+Author Affiliation
s1Centre for Asthma and Respiratory Diseases, University of Newcastle and Hunter Medical Research Institute, Newcastle, NSW, Australia. 2Dept of Allergy, Kaiser Permanente Medical Center, San Diego, CA, USA. V.E. Murphy, Centre for Asthma and Respiratory Diseases, Level 2, West Wing, Hunter Medical Research Institute, University of Newcastle, University Drive, Callaghan, NSW 2308, Australia. E-mail: vanessa.murphy@newcastle.edu.au
Abstract
Asthma commonly occurs in pregnant females, and recent data have outlined the risks of adverse perinatal outcomes among this population. There is an increased risk of low birth weight and small for gestational age, particularly among females with moderate-to-severe asthma and exacerbations during pregnancy. There is also an increased risk of preterm birth, especially with oral steroid use, a small but statistically significant increased risk of congenital malformations, particularly of cleft lip with or without cleft palate, and an increased risk of neonatal hospitalisation and death. Active management may reduce these risks, possibly through reductions in exacerbations.

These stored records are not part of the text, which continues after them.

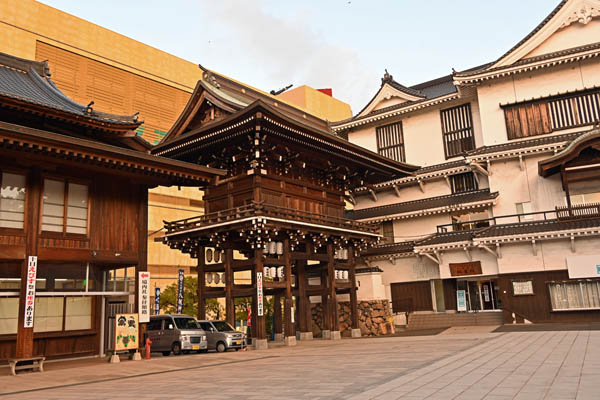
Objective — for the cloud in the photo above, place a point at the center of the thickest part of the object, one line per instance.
(274, 51)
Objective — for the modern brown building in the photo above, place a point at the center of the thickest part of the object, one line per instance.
(74, 194)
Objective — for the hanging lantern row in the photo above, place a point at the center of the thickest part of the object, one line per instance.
(275, 248)
(341, 274)
(273, 272)
(215, 277)
(341, 254)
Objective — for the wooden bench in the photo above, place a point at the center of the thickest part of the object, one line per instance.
(37, 363)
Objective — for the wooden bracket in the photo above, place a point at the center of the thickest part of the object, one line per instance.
(572, 244)
(468, 253)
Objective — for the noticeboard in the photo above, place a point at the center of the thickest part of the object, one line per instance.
(126, 332)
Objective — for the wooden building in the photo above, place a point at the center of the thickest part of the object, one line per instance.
(504, 210)
(74, 193)
(280, 206)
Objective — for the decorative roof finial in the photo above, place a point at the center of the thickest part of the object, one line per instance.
(387, 77)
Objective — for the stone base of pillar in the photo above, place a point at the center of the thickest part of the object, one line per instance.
(290, 340)
(260, 344)
(304, 335)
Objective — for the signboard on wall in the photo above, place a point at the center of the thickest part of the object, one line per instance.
(144, 296)
(259, 295)
(461, 300)
(584, 266)
(126, 332)
(464, 269)
(30, 291)
(180, 281)
(156, 301)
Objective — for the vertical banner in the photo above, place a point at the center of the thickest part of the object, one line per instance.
(180, 292)
(144, 296)
(259, 295)
(461, 300)
(30, 291)
(156, 301)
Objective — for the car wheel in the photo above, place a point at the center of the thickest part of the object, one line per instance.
(176, 349)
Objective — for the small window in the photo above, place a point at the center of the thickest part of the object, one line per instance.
(525, 208)
(12, 201)
(387, 230)
(390, 141)
(457, 130)
(464, 183)
(65, 207)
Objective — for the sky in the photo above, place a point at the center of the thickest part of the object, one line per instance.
(341, 44)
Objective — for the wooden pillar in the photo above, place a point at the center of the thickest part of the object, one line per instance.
(288, 303)
(201, 283)
(334, 323)
(142, 264)
(353, 290)
(229, 301)
(302, 300)
(24, 347)
(277, 316)
(258, 322)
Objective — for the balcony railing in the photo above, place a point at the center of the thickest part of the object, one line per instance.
(577, 212)
(259, 209)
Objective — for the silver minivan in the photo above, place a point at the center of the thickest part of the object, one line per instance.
(221, 336)
(176, 333)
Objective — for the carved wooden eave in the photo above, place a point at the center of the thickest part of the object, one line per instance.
(514, 61)
(553, 164)
(143, 167)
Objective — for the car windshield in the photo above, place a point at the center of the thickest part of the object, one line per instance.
(222, 326)
(186, 323)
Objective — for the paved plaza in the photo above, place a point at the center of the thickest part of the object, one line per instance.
(460, 363)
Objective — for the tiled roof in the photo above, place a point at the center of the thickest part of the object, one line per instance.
(538, 227)
(423, 204)
(394, 248)
(519, 144)
(29, 81)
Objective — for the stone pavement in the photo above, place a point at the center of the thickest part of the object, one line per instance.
(460, 364)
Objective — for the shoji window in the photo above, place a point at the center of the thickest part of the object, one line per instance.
(390, 141)
(65, 207)
(457, 130)
(12, 200)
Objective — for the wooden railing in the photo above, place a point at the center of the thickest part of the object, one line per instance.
(258, 209)
(580, 211)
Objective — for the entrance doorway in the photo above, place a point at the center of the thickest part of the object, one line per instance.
(482, 294)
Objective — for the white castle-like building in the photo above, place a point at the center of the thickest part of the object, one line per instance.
(504, 212)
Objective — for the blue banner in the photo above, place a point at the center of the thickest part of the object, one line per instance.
(180, 292)
(156, 301)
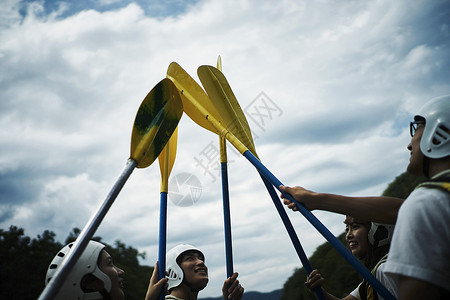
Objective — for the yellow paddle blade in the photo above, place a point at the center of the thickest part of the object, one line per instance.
(167, 159)
(222, 97)
(156, 120)
(192, 96)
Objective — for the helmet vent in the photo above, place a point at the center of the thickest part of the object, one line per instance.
(441, 135)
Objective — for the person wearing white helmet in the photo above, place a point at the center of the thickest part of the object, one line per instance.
(369, 242)
(420, 253)
(94, 276)
(187, 275)
(419, 257)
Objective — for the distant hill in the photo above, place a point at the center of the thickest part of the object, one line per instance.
(274, 295)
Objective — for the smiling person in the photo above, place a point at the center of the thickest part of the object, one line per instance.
(94, 276)
(187, 275)
(369, 242)
(419, 258)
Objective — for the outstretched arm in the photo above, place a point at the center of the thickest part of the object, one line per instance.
(232, 289)
(377, 209)
(410, 288)
(155, 286)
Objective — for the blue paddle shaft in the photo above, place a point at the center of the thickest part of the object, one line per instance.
(162, 239)
(227, 219)
(363, 271)
(292, 234)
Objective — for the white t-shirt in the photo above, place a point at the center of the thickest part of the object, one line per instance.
(389, 282)
(420, 245)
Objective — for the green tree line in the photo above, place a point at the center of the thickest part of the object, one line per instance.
(24, 261)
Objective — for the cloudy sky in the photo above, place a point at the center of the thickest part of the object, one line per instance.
(328, 87)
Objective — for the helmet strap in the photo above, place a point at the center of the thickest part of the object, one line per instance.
(426, 166)
(105, 294)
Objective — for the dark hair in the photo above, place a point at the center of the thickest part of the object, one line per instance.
(373, 256)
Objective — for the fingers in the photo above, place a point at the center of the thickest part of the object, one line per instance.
(288, 190)
(156, 286)
(232, 289)
(314, 280)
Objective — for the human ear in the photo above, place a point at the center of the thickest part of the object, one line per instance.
(90, 283)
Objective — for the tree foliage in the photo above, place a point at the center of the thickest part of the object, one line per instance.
(340, 277)
(24, 262)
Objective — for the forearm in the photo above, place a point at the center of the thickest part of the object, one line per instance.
(377, 209)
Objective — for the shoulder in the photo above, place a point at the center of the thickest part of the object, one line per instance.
(426, 199)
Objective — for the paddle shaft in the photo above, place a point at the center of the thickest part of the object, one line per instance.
(292, 234)
(227, 219)
(86, 234)
(162, 239)
(363, 271)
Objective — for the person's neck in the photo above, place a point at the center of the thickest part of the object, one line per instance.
(438, 166)
(184, 292)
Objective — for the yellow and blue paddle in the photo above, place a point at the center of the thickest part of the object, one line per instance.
(174, 70)
(223, 98)
(166, 161)
(156, 120)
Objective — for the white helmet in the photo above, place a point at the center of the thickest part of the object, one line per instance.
(175, 273)
(86, 264)
(435, 142)
(380, 234)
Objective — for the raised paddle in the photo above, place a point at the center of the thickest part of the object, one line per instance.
(275, 182)
(156, 119)
(225, 197)
(223, 98)
(166, 160)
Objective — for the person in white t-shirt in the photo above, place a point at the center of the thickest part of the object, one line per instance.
(419, 257)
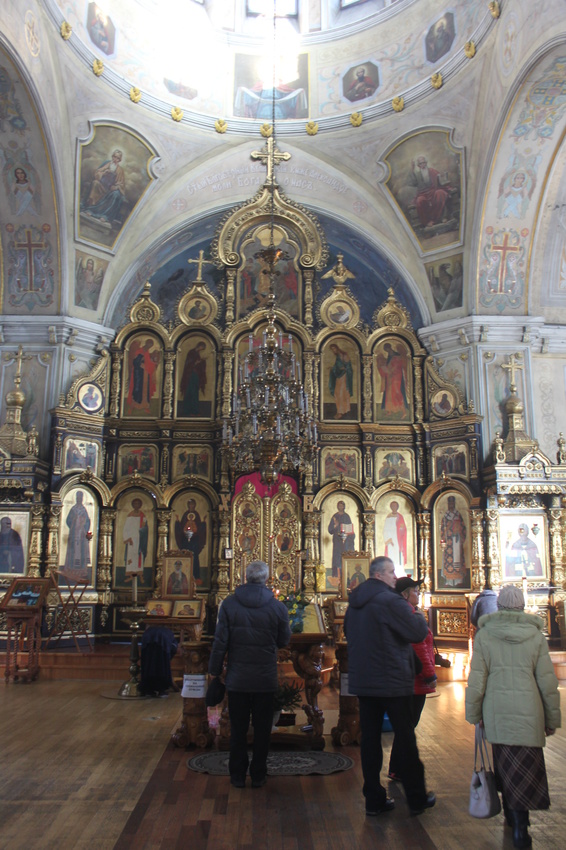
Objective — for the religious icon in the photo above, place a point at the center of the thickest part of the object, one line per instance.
(196, 376)
(90, 398)
(341, 380)
(80, 454)
(340, 524)
(393, 382)
(143, 376)
(395, 532)
(78, 544)
(134, 539)
(191, 515)
(453, 543)
(14, 530)
(523, 546)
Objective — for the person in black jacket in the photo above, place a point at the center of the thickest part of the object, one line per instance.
(252, 626)
(380, 627)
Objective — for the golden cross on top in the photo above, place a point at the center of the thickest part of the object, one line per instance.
(19, 358)
(270, 156)
(512, 367)
(201, 261)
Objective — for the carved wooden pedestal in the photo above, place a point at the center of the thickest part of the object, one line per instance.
(306, 653)
(24, 636)
(348, 729)
(194, 728)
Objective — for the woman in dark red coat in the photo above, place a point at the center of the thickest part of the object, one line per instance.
(425, 679)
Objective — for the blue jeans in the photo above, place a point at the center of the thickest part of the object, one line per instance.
(240, 706)
(400, 713)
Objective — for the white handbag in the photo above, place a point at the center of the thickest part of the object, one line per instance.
(484, 799)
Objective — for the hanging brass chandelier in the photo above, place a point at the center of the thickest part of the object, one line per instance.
(272, 426)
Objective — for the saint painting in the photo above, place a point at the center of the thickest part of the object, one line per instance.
(196, 379)
(453, 543)
(341, 536)
(134, 542)
(77, 542)
(395, 532)
(143, 364)
(341, 370)
(393, 386)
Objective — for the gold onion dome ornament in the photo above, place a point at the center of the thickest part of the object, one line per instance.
(272, 427)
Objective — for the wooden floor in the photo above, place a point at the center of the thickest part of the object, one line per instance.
(79, 770)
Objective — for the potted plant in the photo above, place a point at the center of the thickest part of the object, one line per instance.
(287, 697)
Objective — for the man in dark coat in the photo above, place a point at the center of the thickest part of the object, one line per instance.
(380, 627)
(252, 626)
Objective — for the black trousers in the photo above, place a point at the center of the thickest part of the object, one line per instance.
(418, 705)
(400, 713)
(242, 705)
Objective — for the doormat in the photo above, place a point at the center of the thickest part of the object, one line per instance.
(288, 763)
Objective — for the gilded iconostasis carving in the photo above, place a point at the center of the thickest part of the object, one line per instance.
(135, 237)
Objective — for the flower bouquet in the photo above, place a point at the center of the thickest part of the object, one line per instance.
(295, 604)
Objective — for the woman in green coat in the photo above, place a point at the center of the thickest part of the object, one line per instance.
(513, 692)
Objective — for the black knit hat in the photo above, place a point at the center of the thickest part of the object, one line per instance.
(405, 582)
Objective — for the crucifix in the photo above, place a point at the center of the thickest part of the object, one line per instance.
(29, 247)
(505, 249)
(200, 262)
(19, 357)
(511, 366)
(270, 156)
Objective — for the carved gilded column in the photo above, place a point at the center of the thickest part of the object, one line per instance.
(418, 377)
(219, 378)
(369, 532)
(425, 564)
(230, 295)
(556, 527)
(194, 728)
(222, 582)
(492, 554)
(117, 357)
(168, 385)
(367, 469)
(316, 385)
(227, 383)
(478, 562)
(347, 730)
(36, 535)
(367, 393)
(163, 519)
(53, 526)
(311, 526)
(104, 558)
(57, 451)
(308, 277)
(165, 456)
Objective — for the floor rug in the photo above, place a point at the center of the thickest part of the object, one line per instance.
(289, 763)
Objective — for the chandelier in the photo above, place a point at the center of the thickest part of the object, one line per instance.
(272, 426)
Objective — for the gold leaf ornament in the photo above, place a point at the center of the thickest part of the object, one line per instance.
(494, 9)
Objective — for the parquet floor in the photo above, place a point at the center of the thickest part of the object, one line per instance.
(80, 771)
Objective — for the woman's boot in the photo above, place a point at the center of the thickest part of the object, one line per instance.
(521, 837)
(506, 811)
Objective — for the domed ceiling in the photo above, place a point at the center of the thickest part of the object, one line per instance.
(215, 61)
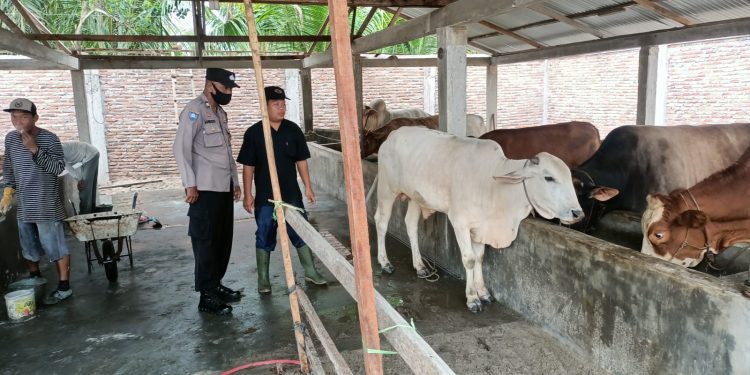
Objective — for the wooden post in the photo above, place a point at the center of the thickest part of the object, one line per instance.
(491, 103)
(284, 237)
(81, 105)
(307, 110)
(355, 194)
(452, 79)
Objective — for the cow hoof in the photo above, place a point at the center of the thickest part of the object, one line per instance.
(475, 306)
(388, 269)
(487, 299)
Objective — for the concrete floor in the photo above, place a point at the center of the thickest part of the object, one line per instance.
(148, 321)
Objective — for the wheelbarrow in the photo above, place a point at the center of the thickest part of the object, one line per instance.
(107, 227)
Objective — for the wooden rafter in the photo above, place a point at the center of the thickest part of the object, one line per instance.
(551, 13)
(511, 34)
(664, 12)
(9, 22)
(32, 21)
(178, 38)
(198, 27)
(397, 13)
(367, 20)
(320, 32)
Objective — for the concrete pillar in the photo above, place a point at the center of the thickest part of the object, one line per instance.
(79, 101)
(430, 78)
(307, 112)
(491, 95)
(452, 79)
(357, 63)
(291, 82)
(545, 92)
(652, 85)
(97, 125)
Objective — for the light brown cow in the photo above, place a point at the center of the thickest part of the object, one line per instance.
(573, 142)
(686, 225)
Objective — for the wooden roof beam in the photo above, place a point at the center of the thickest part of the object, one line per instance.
(11, 42)
(366, 22)
(664, 12)
(320, 32)
(511, 34)
(551, 13)
(9, 22)
(36, 25)
(177, 38)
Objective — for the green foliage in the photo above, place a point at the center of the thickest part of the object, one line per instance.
(174, 17)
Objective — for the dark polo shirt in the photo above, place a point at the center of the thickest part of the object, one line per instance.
(289, 147)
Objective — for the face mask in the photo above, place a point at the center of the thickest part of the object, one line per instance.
(221, 98)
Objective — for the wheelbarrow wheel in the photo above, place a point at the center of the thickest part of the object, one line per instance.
(110, 264)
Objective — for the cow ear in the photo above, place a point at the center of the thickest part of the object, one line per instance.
(603, 193)
(692, 219)
(510, 178)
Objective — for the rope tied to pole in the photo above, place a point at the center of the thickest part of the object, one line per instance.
(384, 330)
(279, 203)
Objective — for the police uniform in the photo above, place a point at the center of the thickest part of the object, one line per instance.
(203, 152)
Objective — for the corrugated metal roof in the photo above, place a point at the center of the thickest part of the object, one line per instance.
(610, 17)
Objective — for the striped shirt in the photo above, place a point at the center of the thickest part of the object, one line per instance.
(35, 176)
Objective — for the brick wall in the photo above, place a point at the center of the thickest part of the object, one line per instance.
(708, 83)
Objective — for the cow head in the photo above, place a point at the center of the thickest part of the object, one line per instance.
(673, 232)
(548, 188)
(589, 195)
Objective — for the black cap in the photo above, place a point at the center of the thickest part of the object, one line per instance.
(222, 76)
(275, 93)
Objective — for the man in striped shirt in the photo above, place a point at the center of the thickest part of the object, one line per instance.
(33, 160)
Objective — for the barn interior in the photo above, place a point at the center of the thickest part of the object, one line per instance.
(584, 304)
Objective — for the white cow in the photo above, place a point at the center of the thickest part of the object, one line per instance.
(377, 114)
(484, 194)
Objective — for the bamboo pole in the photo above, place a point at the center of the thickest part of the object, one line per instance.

Additional reassuring data have been presented for asthma medication use, which support the benefits outweighing the risks of indicated asthma medication use in pregnancy. Viral infections are an important trigger of asthma exacerbations in pregnancy, and recent data provides possible immunological changes that may explain this. Poor medication adherence despite worsening asthma symptoms in pregnancy is a problem which continues to be demonstrated in the literature. Improving asthma control in pregnancy has the potential to improve not only the mother’s health but also that of her child.